Enquêtes publiques

A l’approche de la réforme territoriale qui rend la Métropole du Grand Paris maîtresse du jeu de l’urbanisme dans le cadre de territoires d’environ 300000 habitants, toutes les villes de GPSO se dépêchent de conclure les enquêtes publiques sur les PLU et PLU partiels dont elles ont émaillé la surface de leur commune pour demeurer, autant que possible, maîtresses de leur développement et de leur paysage.  Certaines ont joué l’information facile et ouvrent l’accès aux enquêtes par internet sur le site de la ville, et pour certaines autres, comme Boulogne, la quête de l’information se fait eux heures d’ouverture de la mairie, c’est à dire aux heures de bureaux.
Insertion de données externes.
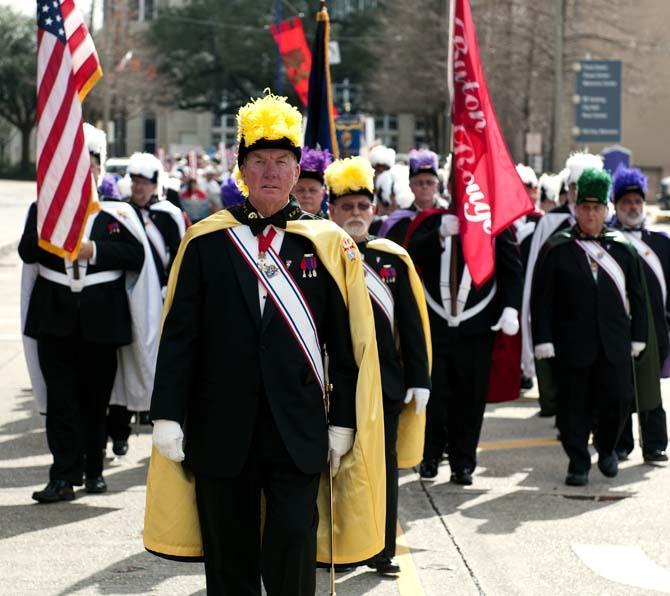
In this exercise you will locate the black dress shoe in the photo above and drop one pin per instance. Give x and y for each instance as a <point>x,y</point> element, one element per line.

Les dossiers comportant de 500 à 1000 pages, on imagine le temps qu’il faut y passer pour se documenter avant d’y faire des remarques pertinentes.
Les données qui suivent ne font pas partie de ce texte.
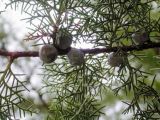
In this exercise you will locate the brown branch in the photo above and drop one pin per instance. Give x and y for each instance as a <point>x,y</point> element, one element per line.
<point>17,54</point>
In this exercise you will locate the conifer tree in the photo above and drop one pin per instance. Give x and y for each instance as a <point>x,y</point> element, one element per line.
<point>124,58</point>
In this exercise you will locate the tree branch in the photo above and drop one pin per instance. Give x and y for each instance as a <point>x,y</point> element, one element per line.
<point>17,54</point>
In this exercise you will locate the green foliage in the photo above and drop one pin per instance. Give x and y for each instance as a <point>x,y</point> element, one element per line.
<point>77,92</point>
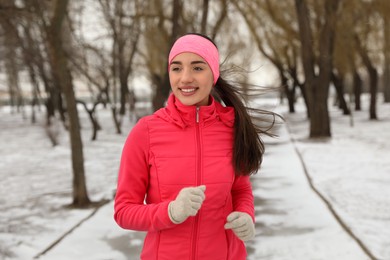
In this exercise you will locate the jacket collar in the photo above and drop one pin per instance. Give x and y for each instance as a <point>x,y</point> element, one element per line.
<point>184,116</point>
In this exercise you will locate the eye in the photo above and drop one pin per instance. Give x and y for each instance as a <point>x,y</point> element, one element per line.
<point>175,68</point>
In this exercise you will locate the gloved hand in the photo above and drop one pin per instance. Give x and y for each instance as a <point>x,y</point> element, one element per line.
<point>242,225</point>
<point>187,203</point>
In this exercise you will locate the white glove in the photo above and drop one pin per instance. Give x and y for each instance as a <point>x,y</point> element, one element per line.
<point>187,203</point>
<point>242,225</point>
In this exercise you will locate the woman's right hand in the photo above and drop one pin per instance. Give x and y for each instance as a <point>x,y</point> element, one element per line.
<point>187,203</point>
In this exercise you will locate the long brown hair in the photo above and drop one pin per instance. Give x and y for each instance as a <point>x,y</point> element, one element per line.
<point>248,147</point>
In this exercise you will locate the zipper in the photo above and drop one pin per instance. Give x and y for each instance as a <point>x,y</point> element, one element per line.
<point>198,180</point>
Lors de l’enquête de juillet 2015, concernant la tête du Pont de Sèvres et le 57 métal, incluant le Trident, très fortement impacté par les remaniements liés aux transports, (métro ligne rouge) l’aménagement de la cité musicale et le reste de l’Ile Seguin, AEBB a eu l’idée saugrenue de vouloir regarder ce dossier à tête reposée, en demandant une copie du dossier dématérialisé sur une clé USB. Pas possible!!! On a eu une copie papier pour la modeste facture de 211,84 €. C’est une véritable insulte à la démocratie, et aux arbres qui font le papier!

Donc, il ne faut pas que les commissaires enquêteurs s’interrogent plus avant sur les raisons du désintérêt des citoyens pour leur travail… 3 dossiers sont consultables à la fois sur des plages horaires réduites aux heures de bureau, et la copie est hors de prix.

Il est vrai que la restriction des commentaires simplifie leur travail… et facilite le nombre de commentaires simplistes comme : « Je trouve ce projet génial!  » souvent signés de parents d’élus de la majorité ou de fonctionnaires municipaux zélés.

Ajoutez à cela, que même quand l’enquête conclut par la négative, les élus passent outre… ( voir enquête LGV en Aquitaine).Et, finalement on peut souvent se demander « a quoi sert une enquête publique »?

Néanmoins des membres de AEBB ont étudié plusieurs dossiers récents ou encore en cours…

  1. La pointe amont de l’Ile Seguin avec les parcelles S16 (anciennement dédiée au cirque de Madona Bouglione), S17(dédiée au R4 , atelier, galerie, stockage , marché d’art contemporain ouvert au public) , S18 (résidence hôtel pour artistes ou galeristes… en relation étroite avec le projet R4).(Agnès Bauche et Anne Henri Chombard de Lauwe)
  2. Chantier situé à l’intersection l’intersection Bellevue /Galliéni (Thierry Foult)
  3. 186/188 rue Gallieni
  4. Intersection rue de Silly/ rue Galliéni : construction d’un immeuble sur la parcelle d’une petite maison et un morceau de trottoir cédé à la ville. (Thierry Foult)

Thierry est allé, comme vous pourriez tous le faire, au service de l’urbanisme, demander les dossiers et les documents de permis de construire. Chaque fois qu’un permis de démolir ou de construire est affiché, chacun peut se renseigner en mairie, au service de l’urbanisme. On espère qu’après le 1/01/2016, quand le territoire de GPSO sera en charge de ces sujets, les Boulonnais pourront toujours consulter à Boulogne les projets qui seront prévus sur leur commune et ne seront pas obligés, en plus, de se rendre au siège de GPSO, qui se trouve à Meudon.